La genetica è la nostra spada di Damocle: così la nostra esistenza è un ripetersi continuo e inarrestabile di piccole e grandi sofferenze amorose.

Osho mi ha letteralmente salvato la vita: mi ha guarito dall’ossessione, mi ha fatto capire che una cosa che ferisce, che fa stare male, che strazia il nostro cuore non si può chiamare amore.

Come dicevo ieri, la mia idea sul matrimonio è molto diversa da quella degli altri e molto simile a quella di Osho: Osho detestava il matrimonio almeno quanto me.

Osho non si sposò mai e non divenne nemmeno un monaco celibe: semplicemente perché amava la sua libertà più di se stesso e della sua famiglia che lo avrebbe voluto o casto o incastrato.

Il matrimonio, infatti, anche se all’inizio può sembrare una scelta consapevole, alla fine, diventa inevitabilmente una gabbia. In tutti i casi.

Perché noi cambiamo, quelli che amiamo cambiano, non è detto che noi rimarremo fedeli ai nostri gusti, non è detto che ciò che io amo a vent’anni lo amerò anche a quaranta: in questo senso il matrimonio è un’istituzione fallimentare basata sulla sopportazione, sulla fedeltà non all’amore ma ad una promessa, ad un atto legale.

“Tutti dovrebbero divorziare, senza eccezioni. Le persone dovrebbero incontrarsi e amarsi occasionalmente, quando si presenta l’occasione. Non dovrebbero sussistere situazioni sgradevoli, come quando una moglie deve fare l’amore con un uomo che non ama più, perché deve fare il suo dovere. E il marito fa il suo dovere: facendo l’amore con la moglie forse sta pensando a un’altra… e la donna potrebbe pensare a un altro uomo! Che sorta di società nevrotica avete creato? Se non vi amate, quantomeno siate umani e ditevi francamente che è stato bello stare insieme, ma adesso è finita: ditevi addio!

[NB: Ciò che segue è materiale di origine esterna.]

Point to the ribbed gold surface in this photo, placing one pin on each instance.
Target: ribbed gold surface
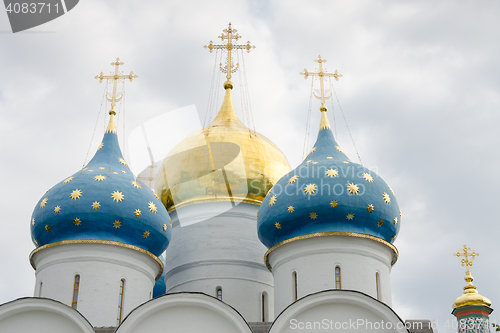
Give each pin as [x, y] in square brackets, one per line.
[223, 162]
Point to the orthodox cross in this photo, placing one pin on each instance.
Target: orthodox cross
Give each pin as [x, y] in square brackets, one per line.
[467, 256]
[322, 74]
[117, 76]
[229, 35]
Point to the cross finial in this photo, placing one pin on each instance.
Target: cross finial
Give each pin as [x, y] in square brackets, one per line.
[117, 76]
[230, 36]
[467, 257]
[322, 74]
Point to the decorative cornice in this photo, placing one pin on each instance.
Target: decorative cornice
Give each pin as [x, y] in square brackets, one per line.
[332, 233]
[97, 241]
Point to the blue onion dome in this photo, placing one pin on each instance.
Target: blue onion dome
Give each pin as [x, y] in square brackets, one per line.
[160, 288]
[328, 193]
[104, 202]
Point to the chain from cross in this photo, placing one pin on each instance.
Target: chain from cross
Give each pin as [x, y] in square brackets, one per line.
[466, 257]
[116, 77]
[321, 74]
[230, 35]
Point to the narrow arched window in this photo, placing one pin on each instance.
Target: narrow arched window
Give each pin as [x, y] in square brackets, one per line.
[76, 289]
[294, 275]
[377, 284]
[120, 302]
[338, 278]
[219, 293]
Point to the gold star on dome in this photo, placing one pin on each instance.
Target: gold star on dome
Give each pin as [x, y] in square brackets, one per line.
[353, 188]
[76, 194]
[368, 177]
[387, 198]
[117, 196]
[331, 173]
[135, 184]
[310, 188]
[152, 207]
[44, 202]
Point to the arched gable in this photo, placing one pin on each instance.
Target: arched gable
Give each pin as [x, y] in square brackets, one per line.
[338, 310]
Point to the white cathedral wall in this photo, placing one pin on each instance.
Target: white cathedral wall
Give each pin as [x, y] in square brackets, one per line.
[215, 246]
[314, 260]
[101, 268]
[340, 311]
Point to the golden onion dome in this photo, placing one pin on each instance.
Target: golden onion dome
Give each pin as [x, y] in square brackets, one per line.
[225, 161]
[470, 295]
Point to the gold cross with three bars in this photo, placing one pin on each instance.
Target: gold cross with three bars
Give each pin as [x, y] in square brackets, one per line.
[468, 256]
[229, 34]
[117, 76]
[322, 74]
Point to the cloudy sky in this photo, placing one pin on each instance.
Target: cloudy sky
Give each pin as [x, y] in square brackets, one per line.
[420, 92]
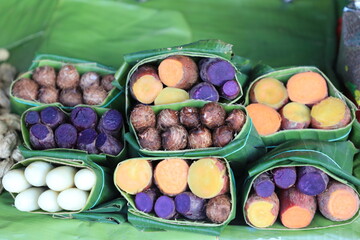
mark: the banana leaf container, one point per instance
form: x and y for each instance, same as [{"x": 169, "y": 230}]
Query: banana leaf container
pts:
[
  {"x": 149, "y": 222},
  {"x": 335, "y": 159},
  {"x": 102, "y": 159},
  {"x": 340, "y": 134},
  {"x": 101, "y": 205},
  {"x": 195, "y": 50},
  {"x": 246, "y": 146},
  {"x": 114, "y": 99}
]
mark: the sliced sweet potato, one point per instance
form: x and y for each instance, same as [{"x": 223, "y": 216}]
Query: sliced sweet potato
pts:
[
  {"x": 307, "y": 88},
  {"x": 134, "y": 176},
  {"x": 208, "y": 178},
  {"x": 145, "y": 84},
  {"x": 330, "y": 113},
  {"x": 270, "y": 92},
  {"x": 262, "y": 212},
  {"x": 178, "y": 71},
  {"x": 265, "y": 119},
  {"x": 171, "y": 176}
]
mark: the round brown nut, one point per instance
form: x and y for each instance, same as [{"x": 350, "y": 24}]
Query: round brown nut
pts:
[
  {"x": 70, "y": 97},
  {"x": 48, "y": 95},
  {"x": 150, "y": 139},
  {"x": 236, "y": 120},
  {"x": 45, "y": 76},
  {"x": 89, "y": 79},
  {"x": 189, "y": 117},
  {"x": 222, "y": 136},
  {"x": 167, "y": 118},
  {"x": 106, "y": 82},
  {"x": 212, "y": 115},
  {"x": 94, "y": 95},
  {"x": 26, "y": 88},
  {"x": 199, "y": 138},
  {"x": 174, "y": 138},
  {"x": 68, "y": 77},
  {"x": 142, "y": 117}
]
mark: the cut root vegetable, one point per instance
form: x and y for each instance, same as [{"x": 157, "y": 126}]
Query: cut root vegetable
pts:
[
  {"x": 208, "y": 178},
  {"x": 230, "y": 90},
  {"x": 307, "y": 88},
  {"x": 171, "y": 175},
  {"x": 165, "y": 207},
  {"x": 171, "y": 95},
  {"x": 270, "y": 92},
  {"x": 216, "y": 71},
  {"x": 295, "y": 116},
  {"x": 145, "y": 84},
  {"x": 266, "y": 119},
  {"x": 330, "y": 113},
  {"x": 218, "y": 209},
  {"x": 284, "y": 177},
  {"x": 262, "y": 212},
  {"x": 204, "y": 91},
  {"x": 190, "y": 206},
  {"x": 144, "y": 201},
  {"x": 311, "y": 181},
  {"x": 297, "y": 209},
  {"x": 263, "y": 185},
  {"x": 134, "y": 176},
  {"x": 178, "y": 71},
  {"x": 339, "y": 202}
]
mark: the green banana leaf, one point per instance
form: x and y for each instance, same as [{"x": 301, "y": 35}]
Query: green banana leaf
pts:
[
  {"x": 113, "y": 100},
  {"x": 84, "y": 29},
  {"x": 102, "y": 159},
  {"x": 147, "y": 221},
  {"x": 355, "y": 134},
  {"x": 246, "y": 145},
  {"x": 110, "y": 212},
  {"x": 332, "y": 135},
  {"x": 19, "y": 225},
  {"x": 103, "y": 190},
  {"x": 204, "y": 48},
  {"x": 335, "y": 159},
  {"x": 357, "y": 169},
  {"x": 275, "y": 32}
]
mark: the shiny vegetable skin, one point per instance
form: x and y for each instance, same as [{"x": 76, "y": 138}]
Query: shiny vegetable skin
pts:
[{"x": 41, "y": 137}]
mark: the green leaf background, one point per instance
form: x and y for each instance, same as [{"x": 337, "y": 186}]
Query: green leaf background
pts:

Io vorrei che il matrimonio scomparisse completamente dal mondo; e con il matrimonio scomparirà il divorzio. Con il matrimonio scomparirà la prostituzione. Con il matrimonio scomparirà la maggior parte del lavoro dei preti. Con il matrimonio in pratica scomparirà il novantanove per cento del lavoro degli psicanalisti, dei terapisti, degli psichiatri. È il matrimonio che crea ogni sorta di perversione psicologica, le repressioni e il senso di colpa.”

Detto questo, ho terminato la predica: vi consiglio caldamente questo libro, vi consiglio Osho in generale, vi consiglio di leggere le sue storielle illuminanti e le sue cogitazioni in materia di amore e di rapporti sociali.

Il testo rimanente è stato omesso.